La Côte d’Ivoire continue d’archiver ses faits historiques qui jalonnent son parcours lointain et/ou récent. Ce 18 février rappelle bien de souvenirs, notamment la répression des opposants sortis dans la rue en 1992 pour brandir une série de revendications.
Appelé par Félix Houphouët-Boigny pour donner un nouveau souffle à l’économie ivoirienne agonisante, Alassane Ouattara d’abord président d’un comité interministériel est nommé Premier ministre. C’est le tout premier du premier président ivoirien. Sorti du système des finances internationales, Alassane Ouattara arrive en Côte d’Ivoire dans un environnement de morosité économique happé par le nouveau vent du multipartisme. Laurent Gbagbo, secrétaire général du Front populaire ivoirien (FPI) à l’époque, et ses camarades de parti ne se donnaient pas de répit pour contraindre Félix Houphouët-Boigny à lâcher du lest sur des dispositions constitutionnelles pouvant déboucher sur des réformes démocratiques. En face, celui à qui il faudra d’abord faire plier l’échine, c’est le Premier ministre Alassane Ouattara.

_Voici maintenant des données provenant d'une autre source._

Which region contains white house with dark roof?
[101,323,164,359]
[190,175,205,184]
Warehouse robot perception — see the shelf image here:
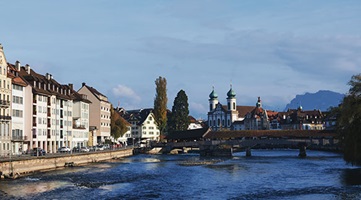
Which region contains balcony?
[11,135,28,142]
[73,124,85,129]
[0,100,10,108]
[0,115,11,122]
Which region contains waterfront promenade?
[0,147,133,178]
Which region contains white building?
[19,65,73,152]
[0,44,12,156]
[8,61,32,154]
[208,87,254,130]
[69,88,91,147]
[121,108,160,143]
[78,83,112,145]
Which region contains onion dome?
[209,88,218,99]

Ouattara – Gbagbo, une adversité vieille d’une trentaine d’années
Le 18 février 1992 est sans doute le premier test d'un face-à-face politique entre les deux personnalités, Alassane Ouattara au pouvoir et Laurent Gbagbo fer de lance de l’opposition. Leur adversité ne date pas d’aujourd’hui. Le désamour qui a prévalu entre 1990 et 1993 s’est poursuivi jusqu’à ce jour, après avoir tâté une impossible alliance dans un front républicain en 1995 face à Henri Konan Bédié. Une semaine avant cette marche historique du 18 février, une centaine d’étudiants de la Fédération estudiantine et scolaire de Côte d’Ivoire (FESCI), avec à sa tête son premier leader Martial Ahipeaud, venait de se faire arrêter suite à une manifestation contre l’impunité des bourreaux de la répression à la cité universitaire de Yopougon en mai 1991. Après une enquête qui a épinglé la Force d’intervention rapide para-commando (Firpac), Houphouët-Boigny s’est abstenu de poursuivre les hommes du général Robert Guéï. Pour l’opposition, c’en était une posture de trop, dans l’instrumentalisation de la justice et l’embrigadement des libertés publiques en général. Le 12 février 1992, l’opposition place alors sa marche sous le signe de la « conquête des libertés et l’instauration de la démocratie ». Malgré son interdiction par le gouvernement d’Houphouët piloté par Alassane Ouattara et de la « loi anticasseurs », l’opposition y est allée tout de même, en masse. Certains observateurs ont parlé d'« assaut final » contre le régime d'Houphouët.
Le témoignage de Gbagbo sur le 18 février
Quelques heures après le début de cette marche à l’Institut national de santé publique (INSP) à Adjamé, des témoins ce jour-là font cas d’un incendie de véhicules au niveau du palais de justice, de violents heurts dans les environs de la BAD et du marché, au Plateau. Laurent et Simone Gbagbo sont ciblés. « Mon épouse m’a raconté plus tard qu’au même moment on criait : « tuez-la ! ». « Elle a été battue jusqu'à ce qu’elle perde connaissance. Transportée au camp Gallieni, elle y a été encore plus sauvagement battue. Quand elle s’est réveillée, elle était à l’hôpital avec les vertèbres cervicales endommagées. Elle nous a rejoints plus tard en prison avec une minerve. Ce jour était pour moi un jour de tristesse en pensant à la Côte d'Ivoire, mais aussi un jour de gloire pour les combattants de la liberté et de la démocratie. J’étais convaincu que c’était le prix à payer pour que nous ayons la démocratie et le pouvoir. J’ai compris ce jour-là que je serai Président de la République et que plus rien ne pouvait m’arrêter », raconte l’ancien président ivoirien, dans un documentaire réalisé par le cinéaste Henri Dupac, intitulé « Laurent Gbagbo, la force d’un destin 1945-2000 ». « Des militaires sont arrivés. Ils m’ont encerclé. Il y en a un qui a sorti son pistolet automatique qu’il a pointé vers moi (…) », se rappelle Simone Gbagbo.
29 ans plus tard – ce 18 février 2021 – le face-à-face Ouattara-Gbagbo est toujours d’actualité. En avril 2011, Alassane Ouattara après avoir réussi à prendre le pouvoir des mains de Laurent Gbagbo, a autorisé son transfert à la Cour pénale internationale (CPI). Depuis la libération de celui-ci, son retour au pays fait l’objet de blocages malgré une disposition de la Constitution, article 22, qui stipule qu’« aucun Ivoirien ne peut être contraint à l’exil ».